There is actually a Facebook group for parents who regret having children. True story!
The Facebook page “I Regret Having Children“, has a profile photo of a woman with the word “GUILTY” written across her forehead.
The page description reads “This page is here to let all the mothers and fathers know that regretting having a kid(s) is not abnormal and shouldn’t be a taboo subject.”
They warn against “soliciting regretful parents for adoption”, and reassuring users that there should be “no shaming of women or men for their non-euphoric feelings”.
The page has nearly 6000 followers. The talk is of parenting plus depression, debt, extreme stress; it is of not being able to relate to your children.
They have attracted lots of attention since a recent article appeared on The Guardian – ‘It’s the breaking of a taboo’: the parents who regret having children.
One mum explains – ” The day her daughter was born, the exact moment the tiny baby was placed in her arms, “I felt like, and still feel like, I made a mistake.”
One father posts: “I have an almost five-year-old girl. She is amazing. I spent her first four years regretting having her. Seeing all my single friends, or married friends without children, made me jealous. It’s like I died and lost my previous life. I entered a new life with much less joy, sex, sleep, FUN… I do wish people would talk about it more openly. Thank you, REAL people who are true to their feelings. I believe most parents suffer but they stay quiet with a fake smile.”
Another anon poster shares, “I have 10 month old twins, and I hate my life. My husband is in the Army, so away a lot. I hate the monotony and the constant CONSTANT crying and battles for attention. I’ve hated it since they were born. since having them I’ve become increasingly bitter, depressed and angry.”
Anon from USA shares, “I am 21 year old single mother of a two year old child. I’ve had feelings of regret since the day of birth. I genuinely believe my mental health is becoming more unstable as a result of not being ready for parenthood. I love my child immensely, but I genuinely hate the task of parenting daily. ”

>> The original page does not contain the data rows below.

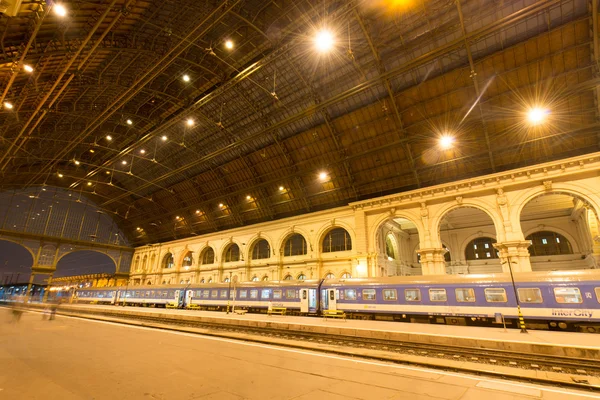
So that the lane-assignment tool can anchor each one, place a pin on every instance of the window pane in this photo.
(567, 295)
(350, 294)
(465, 295)
(390, 295)
(412, 294)
(368, 294)
(530, 295)
(438, 295)
(495, 295)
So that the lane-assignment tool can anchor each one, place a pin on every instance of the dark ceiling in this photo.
(273, 112)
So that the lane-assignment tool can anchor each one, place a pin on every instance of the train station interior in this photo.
(291, 148)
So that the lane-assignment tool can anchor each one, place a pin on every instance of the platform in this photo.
(72, 359)
(567, 344)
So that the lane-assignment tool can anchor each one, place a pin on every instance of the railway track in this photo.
(582, 374)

Anon from UK shares, “I feel horrible. I really really do! It’s taken a lot for me to even write to you to explain! But I really hate my kids. I cannot physically, mentally, emotionally cope any more I really can’t! The worst part is its not even like I have a bad life, I have an amazing life! I am 23 years old, have 2 children aged 3 and 18 months, I am married to my absolute best friend, we have 2 cars a mortgage….everything a 23 year old could wish for! But that’s just it….I wished for it and it came true, but I now wish it didn’t”
It breaks your heart to read, and while I totally understand it is not abnormal at all and shouldn’t be a taboo subject, the biggest fear for me is that this really highlights the lack of support for parents and how much we desperately need better resources.
Do you ever have any regrets about having children?